Meet the team: Michael Leventhal
We hope you’re enjoying ‘meeting’ our fantastic team! Today we’d like to introduce to Michael Leventhal.
• Tell us a little bit about your connection with Pen & Sword; when it began and the journey you have taken between then and now?
I’ve known the Pen & Sword MD Charles (Hewitt) for almost twenty years but we didn’t start working together until I set up the Frontline Books imprint just over ten years ago. Martin Mace took over as Publisher of Frontline Books and I restarted Greenhill Books, another military imprint that my father originally started in 1984.
• Did you always want to work in publishing?
Definitely not! I started working as a journalist and my first jobs were for different newspapers. I did a five-year stint on the Daily Express including two years on the gossip column.
But, I realised the cliché is true – today’s newspapers are tomorrow’s fish & chip wrappings. They don’t stand the test of time the way books do – some of the books my father published forty years ago are still in print.

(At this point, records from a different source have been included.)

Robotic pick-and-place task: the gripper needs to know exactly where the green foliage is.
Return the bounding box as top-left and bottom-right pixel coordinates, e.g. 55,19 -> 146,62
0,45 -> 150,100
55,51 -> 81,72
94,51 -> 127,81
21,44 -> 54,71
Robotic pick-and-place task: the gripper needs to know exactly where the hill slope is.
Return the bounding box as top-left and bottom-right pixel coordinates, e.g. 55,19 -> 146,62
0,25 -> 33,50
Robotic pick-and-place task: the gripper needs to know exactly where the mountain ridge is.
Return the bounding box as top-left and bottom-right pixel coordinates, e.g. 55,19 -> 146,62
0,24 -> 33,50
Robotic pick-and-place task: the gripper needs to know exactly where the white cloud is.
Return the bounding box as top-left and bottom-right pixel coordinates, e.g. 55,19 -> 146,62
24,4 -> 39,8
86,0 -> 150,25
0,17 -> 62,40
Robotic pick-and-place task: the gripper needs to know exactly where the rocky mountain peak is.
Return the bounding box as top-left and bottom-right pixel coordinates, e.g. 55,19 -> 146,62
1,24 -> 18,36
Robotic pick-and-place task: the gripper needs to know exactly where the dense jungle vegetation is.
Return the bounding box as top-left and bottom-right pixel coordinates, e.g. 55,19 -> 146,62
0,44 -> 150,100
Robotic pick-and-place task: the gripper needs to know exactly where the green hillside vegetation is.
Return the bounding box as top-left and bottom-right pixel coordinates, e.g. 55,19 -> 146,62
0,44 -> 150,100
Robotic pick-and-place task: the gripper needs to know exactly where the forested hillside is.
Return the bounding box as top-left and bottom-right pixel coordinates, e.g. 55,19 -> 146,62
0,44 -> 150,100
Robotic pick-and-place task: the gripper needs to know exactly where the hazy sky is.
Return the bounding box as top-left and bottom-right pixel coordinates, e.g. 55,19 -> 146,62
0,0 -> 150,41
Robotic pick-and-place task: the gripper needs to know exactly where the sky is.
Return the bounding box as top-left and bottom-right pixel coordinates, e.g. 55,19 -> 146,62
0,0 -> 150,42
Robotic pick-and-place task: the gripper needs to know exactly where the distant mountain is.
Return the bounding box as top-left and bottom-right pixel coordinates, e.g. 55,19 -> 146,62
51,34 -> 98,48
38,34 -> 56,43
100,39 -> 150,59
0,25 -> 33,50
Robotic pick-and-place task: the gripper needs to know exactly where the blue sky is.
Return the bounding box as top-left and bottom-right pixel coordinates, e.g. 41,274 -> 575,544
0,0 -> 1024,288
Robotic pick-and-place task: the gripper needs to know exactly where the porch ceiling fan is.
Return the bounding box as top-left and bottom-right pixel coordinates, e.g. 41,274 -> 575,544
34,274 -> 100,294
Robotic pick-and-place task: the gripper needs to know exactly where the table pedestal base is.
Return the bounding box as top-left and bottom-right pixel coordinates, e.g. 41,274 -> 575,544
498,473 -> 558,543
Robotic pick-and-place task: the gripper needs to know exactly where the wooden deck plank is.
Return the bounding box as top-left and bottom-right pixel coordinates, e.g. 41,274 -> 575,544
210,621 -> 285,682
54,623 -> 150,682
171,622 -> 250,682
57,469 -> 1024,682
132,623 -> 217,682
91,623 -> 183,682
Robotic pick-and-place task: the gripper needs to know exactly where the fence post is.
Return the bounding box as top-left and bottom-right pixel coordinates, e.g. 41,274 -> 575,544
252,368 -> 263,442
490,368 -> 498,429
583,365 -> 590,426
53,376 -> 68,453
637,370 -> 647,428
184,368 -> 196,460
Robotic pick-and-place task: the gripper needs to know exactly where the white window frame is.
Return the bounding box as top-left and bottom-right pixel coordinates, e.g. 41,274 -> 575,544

• What are some of the biggest changes to happen in the publishing world during your working life?
The only constant thing in publishing is change: you have to adapt to suit new developments. The development of eBooks has been huge. The gradual collapse of the British and Australian book clubs also had a major impact on my publishing.
• One of your more recent ventures has been the launch of Green Bean, tell us a little bit about that. How did the idea for it come about, and how are you enjoying it so far?
I’m enjoying a new challenge in a different type of publishing! After my two sons were born I started reading children’s books for the first time in decades. I wanted to publish books that I would want to read to them. My sons are actually hidden in the artwork of a few books. On one new Green Bean Book they’re also credited as ‘assistant art directors’. No one will spot it apart from me (and anyone who reads this).
• Do you remember the very first book you signed up for Frontline Books? Is it still in print today?
The first Frontline Book was a new edition of Sidney Rogerson’s Twelve Days on the Somme. It’s a brilliant memoir that I’d licensed for Greenhill a few years earlier. I think it is one of the best Great War memoirs ever written and I’m very proud of our edition. It’s still in print and has sold more than 20,000 copies.
• We know you could never pick favourites, but tell us about some of the books/series you’ve worked on over the years which you are most proud of, authors you’ve felt privileged to work with etc?
I can’t answer that question without offending a few authors! I am deeply indebted to the late Malcolm Brown, who gave me so much good advice and was such a wonderful historian to work with. He introduced me to Twelve Days and also edited T E Lawrence in War and Peace. I also feel very proud to have published three books by the late Lord Asa Briggs, including his Bletchley Park memoir Secret Days.
• What are some of the perks of the job – has your work allowed to visit anywhere special, meet anyone inspirational?
The perks definitely aren’t as good as they were when I was a journalist! I did meet Adolph Burger, who wrote The Devil’s Workshop, at his home near Prague. He had survived the Sachsenhausen camp and written about his time counterfeiting the dollar and sterling in World War II.
• What would be your dream book to publish – and would you write it yourself?
I find writing too stressful – but I have finished a Green Bean book called The Chocolate King that will be out next year. My dream book would be one that sits at the top of the New York Times bestseller list for a few weeks and sells a million copies. If J K Rowling decides to move into military history writing I’m happy to help her.
• What’s next? What projects are you working on at the moment which are due to be published in the rest of 2020/2021 which you are really excited to see released?
On the history front, I’m about to release a great history of the T-34 tank that’s packed with pictures that have never been published before. I’m also very excited about a new book on the Christmas Truce, which will have first-person accounts from British and German eyewitnesses. It is being edited by Anthony Richards, a curator at London’s Imperial War Museum, but won’t be out until next year.
I also have to plug the Green Bean Book that I’m writing! It’s called the Chocolate King and it has incredible illustrations by a Spanish artist called Laura Catalan. If you’re interested in chocolate, this is the one for you. To accompany the book I’ll be giving away a free collection of 25 chocolate recipes, plus a timeline showing the history of chocolate from the Aztecs and Mayans up to the present day.
And, finally, a children’s book on Joseph Malin, the guy who first introduced fish and chips to England – here’s a sneak preview of the artwork by Omer Hoffmann.
• Outside of work, what have you been reading during lockdown/what are you currently reading/what’s your favourite book of 2020 so far?
To be honest, I’ve spent most of my time reading new manuscripts from authors, plus cookbooks (you can’t beat Honey & Co). The last fiction book I read was Bitter by Francesca Jakobi.
• We know that you are an old hand when it comes to working from home, whilst many of the office staff have had to adjust to a new way of working during the pandemic. Who – if anyone – supports you during the day and how do they help?
I have to lock myself away… the only person that really supports me is Maddie Moat on YouTube. She keeps my sons glued to the computer screen! They’ve had more screen time over the last four months than over the last four years, but it’s the only way to get work done.